Sebbene, negli ultimi anni, il numero di bambini iscritti a questo genere di scuole sia sceso da 12,000 a 5,000, i bambini provenienti da famiglie estremamente povere ci vanno ancora per ricevere cibo e in certi casi abbigliamento donato dalle istituzioni. Per esempio, in un collegio specializzato per bambini ciechi o con problemi di vista a Yerevan, il 60% dei bambini non ha in effetti alcun problema di vista.
"Con il livello delle istituzioni residenziali in declino, l’attuale tendenza è la formazione di una sotto-classe di bambini in stato di povertà, emarginazione e privi di cure idonee ed educazione, fattori che probabilmente porteranno alla mancanza di opportunità per questi bambini quando saranno adulti" – si legge in un rapporto della Banca Mondiale del 2002 – "Fino a quando questi bambini finiranno in istituzioni per disabili mentali che offrono solamente un programma speciale di educazione per bambini con problemi, il loro sviluppo verrà seriamente ostacolato dalla mancanza di effettive opportunità educative".
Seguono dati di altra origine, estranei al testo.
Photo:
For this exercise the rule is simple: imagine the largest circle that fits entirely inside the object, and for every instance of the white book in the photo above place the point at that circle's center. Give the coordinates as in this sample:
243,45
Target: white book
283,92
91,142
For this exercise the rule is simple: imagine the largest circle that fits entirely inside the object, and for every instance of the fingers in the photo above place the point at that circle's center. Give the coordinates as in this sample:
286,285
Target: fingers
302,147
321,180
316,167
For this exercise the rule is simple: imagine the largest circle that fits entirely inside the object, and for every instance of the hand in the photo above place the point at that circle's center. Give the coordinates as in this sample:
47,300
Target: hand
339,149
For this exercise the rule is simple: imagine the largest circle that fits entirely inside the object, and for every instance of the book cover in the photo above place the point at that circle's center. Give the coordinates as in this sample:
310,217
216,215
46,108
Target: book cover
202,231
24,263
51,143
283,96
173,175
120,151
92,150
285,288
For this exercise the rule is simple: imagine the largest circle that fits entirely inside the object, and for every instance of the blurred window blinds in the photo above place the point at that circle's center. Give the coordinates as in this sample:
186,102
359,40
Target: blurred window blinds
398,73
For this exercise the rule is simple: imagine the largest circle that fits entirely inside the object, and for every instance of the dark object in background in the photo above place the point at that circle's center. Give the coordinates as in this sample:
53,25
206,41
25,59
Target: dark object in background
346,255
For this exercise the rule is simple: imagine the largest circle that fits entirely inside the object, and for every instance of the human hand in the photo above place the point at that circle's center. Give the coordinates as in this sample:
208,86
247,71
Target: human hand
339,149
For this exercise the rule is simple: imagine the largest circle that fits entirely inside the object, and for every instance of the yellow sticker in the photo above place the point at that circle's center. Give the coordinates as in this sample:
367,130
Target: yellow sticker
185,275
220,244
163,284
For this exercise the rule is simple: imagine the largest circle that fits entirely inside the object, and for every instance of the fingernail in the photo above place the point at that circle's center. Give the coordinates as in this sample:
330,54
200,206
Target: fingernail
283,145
La scorsa settimana, in un’intervista con Al Jazeera English, Kristine Mikhailidi, funzionario di World Vision Armenia’s Child Protection è andata anche oltre, sottolineando che, a prescindere dal tipo di bambini che frequenta questi collegi, le condizioni rimangono molto preoccupanti. "L’abuso fisico è sempre presente. Le urla e le percosse contro questi bambini sono fatti reali. Strutture chiuse, nessuna interazione con la società fuori, nessuno che interviene, la mancanza di competenze nel lavorare con questi bambini, tutto ciò porta ad una situazione di abuso".
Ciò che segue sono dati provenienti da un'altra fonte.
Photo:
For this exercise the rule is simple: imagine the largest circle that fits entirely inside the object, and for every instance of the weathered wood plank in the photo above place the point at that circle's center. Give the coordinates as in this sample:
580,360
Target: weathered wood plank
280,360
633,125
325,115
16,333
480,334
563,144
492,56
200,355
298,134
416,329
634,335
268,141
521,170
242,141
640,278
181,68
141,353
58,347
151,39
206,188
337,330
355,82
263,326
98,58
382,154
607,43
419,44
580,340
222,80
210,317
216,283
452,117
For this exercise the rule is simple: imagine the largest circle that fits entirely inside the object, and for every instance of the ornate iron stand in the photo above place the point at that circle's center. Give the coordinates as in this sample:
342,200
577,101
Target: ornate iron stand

Un insegnante accusato di abusi sessuali ha nel frattempo dato le proprie dimissioni dalla scuola che però respinge le accuse sollevate da Mariam Sukhudyan e dalle sue colleghe . "Stanno mentendo", ha dichiarato Donara Hovhanissyan, responsabile dell’educazione al Nubarashen, quando è stata intervistata da Matthew Collin di Al Jazeera English. "Siccome sono giovani e inesperte, non comprendono che ogni bambino qui ha disabilità mentali e una fervida immaginazione. È molto facile per loro inventarsi qualcosa".
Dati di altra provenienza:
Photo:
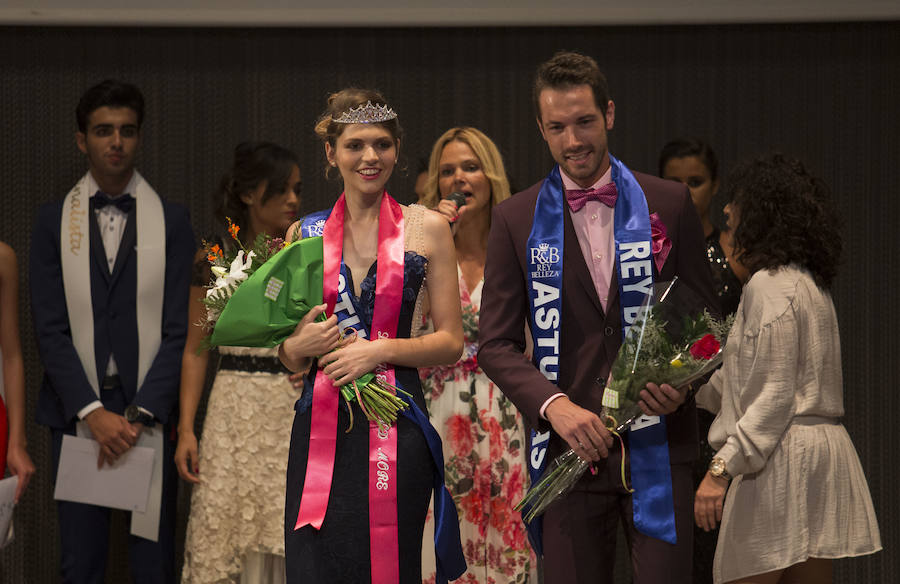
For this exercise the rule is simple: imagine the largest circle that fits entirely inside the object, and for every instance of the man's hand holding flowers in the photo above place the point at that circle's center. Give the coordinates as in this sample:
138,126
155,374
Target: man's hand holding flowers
580,428
660,400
Nonostante Mariam Sukhudyan abbia affermato di non aver mai assistito ad abusi sessuali al Nubarashen, analizza le accuse fatte dai bambini. "Questa ragazzina mentre parlava di un abuso sessuale molto serio era terribilmente turbata; era in questo stato quando ho detto che dovevamo smettere di farle domande perché era troppo scossa dal punto di vista emotivo".
La polizia ha aperto un’inchiesta sul caso ma, verso la fine di agosto di quest’anno, le autorità hanno iniziato paradossalmente ad occuparsi invece di Mariam Sukhudyan. La ventinovenne, a seguito delle sue denunce, rischia ora una condanna a cinque anni di prigione per diffamazione. I suoi sostenitori ritengono però che l’azione legale faccia parte di una tendenza a colpire giovani attivisti sempre più diffusa tra i governi della regione.
Sukhudyan non ha alcun collegamento a partiti politici, sia di governo che dell’opposizione ma è nota soprattutto come una delle principali ambientaliste che protesta contro le miniere di rame e i depositi di molibdeno nel nord-est del paese che danneggiano le foreste locali. Mentre la polizia indaga sui suoi capi d’accusa, l’attivista è opportunamente confinata a Yerevan e le viene impedito di proseguire la sua protesta ambientalista fuori dalla capitale, in particolar modo a Teghut dove si trova la miniera di rame-molibdeno.
"Non posso fare a meno di collegare questo caso con Teghut, anche perché non sono la prima attivista a subire questo genere di pressioni" ha dichiarato la Sukhudyan lo scorso mese a RFE/RL "Questa potrebbe essere un’ottima occasione per le autorità di spezzare il nostro movimento e obbligarmi a tacere".
Sicuramente il fatto che Sukhudyan sia l’unica tra i tanti che hanno denunciato gli abusi del Nubarashen ad essere indagata dalla polizia solleva molti interrogativi e molti attivisti e organizzazioni della società civile hanno già condannato l’azione delle autorità contro di lei. "Sembra che la cittadinanza attiva non sia incoraggiata nel nostro paese – ha dichiarato il mese scorso Sona Ayvazyan, esperta della sezione armena di Transparency International, centro che si occupa di corruzione internazionale – le autorità sembrano voler eliminare questi cittadini uno ad uno. Mariam è semplicemente l’ultima vittima e non sappiamo chi sarà la prossima."
L’autore ha collaborato con Matthew Collin di Al Jazeera English ad un servizio riguardante Mariam Sukhudyan e il Nubarashen #11. Il servizio é andato in onda il 13 settembre 2009.